Folks Russell D, Manatunga Daya, Garcia Ernest V, Taylor Andrew T
Department of Radiology, School of Medicine, Emory University, Atlanta, Georgia, USA.
J Nucl Med Technol. 2011 Jun;39(2):131-9. doi: 10.2967/jnmt.110.081893. Epub 2011 May 12.
Kidney motion during dynamic renal scintigraphy can cause errors in calculated renal function parameters. Our goal was to develop and validate algorithms to detect and correct patient motion.
We retrospectively collected dynamic images from 86 clinical renal studies (42 women, 44 men), acquired using (99m)Tc-mercaptoacetyltriglycine (80 image frames [128 × 128 pixels; 3.2 mm/pixel]: twenty-four 2-s frames, sixteen 15-s frames, and forty 30-s frames). We simulated 10 types of vertical motion in each patient study, resulting in 860 image sets. Motion consisted of up or down shifts of magnitude 0.25 pixel to 4 pixels per frame and was either a gradual shift additive over multiple frames or an abrupt shift of one or more consecutive frames, with a later return to the start position. Additional horizontal motion was added to test its effect on detection of vertical motion. Original and shifted files were processed using a motion detection algorithm. Corrective shifts were applied, and the corrected and original (unshifted) images were compared pixel by pixel. Motion detected in the shifted data was also tabulated before and after correction of motion detected in the original data. A detected shift was considered correct if it was within 0.25 pixel of the simulated magnitude. Software was developed to facilitate visual review of all images and to summarize kidney motion and motion correction using linograms.
Overall detection of simulated shifts was 99% (3,068/3,096 frames) when the existing motion in the original images was first corrected. When the original motion was not corrected, overall shift detection was 76% (2,345/3,096 frames). For image frames in which no shift was added (and original motion was not corrected), 87% (27,142/31,132 frames) were correctly detected as having no shift. When corrected images were compared with original images, calculated count recovery was 100% for all shifts that were whole-pixel magnitudes. For fractional-pixel shifts, percentage count recovery varied from 52% to 73%. Visual review suggested that some original frames exhibited true patient motion.

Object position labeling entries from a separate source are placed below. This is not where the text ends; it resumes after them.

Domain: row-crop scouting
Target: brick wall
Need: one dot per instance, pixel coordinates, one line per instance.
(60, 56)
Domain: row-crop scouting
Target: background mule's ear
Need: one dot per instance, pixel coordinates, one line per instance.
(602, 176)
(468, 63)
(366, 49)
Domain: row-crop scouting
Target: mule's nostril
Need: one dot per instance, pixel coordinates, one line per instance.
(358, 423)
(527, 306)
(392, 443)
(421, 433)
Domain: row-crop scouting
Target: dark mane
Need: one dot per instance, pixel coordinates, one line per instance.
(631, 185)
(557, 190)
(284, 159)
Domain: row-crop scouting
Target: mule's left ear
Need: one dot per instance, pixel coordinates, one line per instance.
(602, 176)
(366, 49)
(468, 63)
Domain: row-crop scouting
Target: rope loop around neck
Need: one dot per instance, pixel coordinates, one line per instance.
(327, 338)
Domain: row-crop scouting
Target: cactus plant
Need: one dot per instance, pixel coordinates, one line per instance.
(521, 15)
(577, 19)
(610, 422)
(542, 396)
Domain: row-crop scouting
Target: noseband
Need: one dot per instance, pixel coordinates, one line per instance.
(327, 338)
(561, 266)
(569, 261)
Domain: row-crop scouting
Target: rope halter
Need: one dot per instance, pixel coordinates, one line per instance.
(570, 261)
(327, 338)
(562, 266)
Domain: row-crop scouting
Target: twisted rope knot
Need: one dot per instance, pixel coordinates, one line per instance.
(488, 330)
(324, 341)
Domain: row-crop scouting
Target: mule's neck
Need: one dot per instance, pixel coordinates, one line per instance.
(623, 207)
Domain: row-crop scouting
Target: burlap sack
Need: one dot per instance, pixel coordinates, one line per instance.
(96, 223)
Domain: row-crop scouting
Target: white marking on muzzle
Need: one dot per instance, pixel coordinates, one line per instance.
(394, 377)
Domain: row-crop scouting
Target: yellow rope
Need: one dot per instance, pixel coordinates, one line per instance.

The algorithm accurately detected motion as small as 0.25 pixel. Whole-pixel motion can be detected and corrected with high accuracy. Fractional-pixel motion can be detected and corrected, but with less accuracy. Importantly, by accurately identifying unshifted frames, the algorithm helps to prevent the introduction of errors during motion correction.
动态肾闪烁显像期间肾脏运动可导致计算出的肾功能参数出现误差。我们的目标是开发并验证用于检测和校正患者运动的算法。
我们回顾性收集了86例临床肾脏研究的动态图像(42例女性,44例男性),这些图像使用(99m)锝-巯基乙酰三甘氨酸采集(80个图像帧[128×128像素;3.2毫米/像素]:24个2秒帧、16个15秒帧和40个30秒帧)。我们在每项患者研究中模拟了10种垂直运动类型,从而得到860个图像集。运动包括每帧大小为0.25像素至4像素的向上或向下偏移,并且要么是在多个帧上逐渐累加的偏移,要么是一个或多个连续帧的突然偏移,随后返回起始位置。还添加了额外的水平运动以测试其对垂直运动检测的影响。使用运动检测算法对原始文件和偏移后的文件进行处理。应用校正偏移,然后逐像素比较校正后的图像和原始(未偏移)图像。在原始数据中检测到的运动校正前后,还将偏移数据中检测到的运动制成表格。如果检测到的偏移在模拟大小的0.25像素范围内,则认为是正确的。开发了软件以方便对所有图像进行视觉检查,并使用线性图总结肾脏运动和运动校正情况。
当首先校正原始图像中的现有运动时,模拟偏移的总体检测率为99%(3068/3096帧)。当未校正原始运动时,总体偏移检测率为76%(2345/3096帧)。对于未添加偏移(且未校正原始运动)的图像帧,87%(27142/31132帧)被正确检测为无偏移。当将校正后的图像与原始图像进行比较时,对于所有整像素大小的偏移,计算出的计数恢复率为100%。对于分数像素偏移,计数恢复百分比从52%到73%不等。视觉检查表明一些原始帧显示出真正的患者运动。
该算法能准确检测小至0.25像素的运动。整像素运动能够被高精度地检测和校正。分数像素运动能够被检测和校正,但精度较低。重要的是,通过准确识别未偏移的帧,该算法有助于防止在运动校正期间引入误差。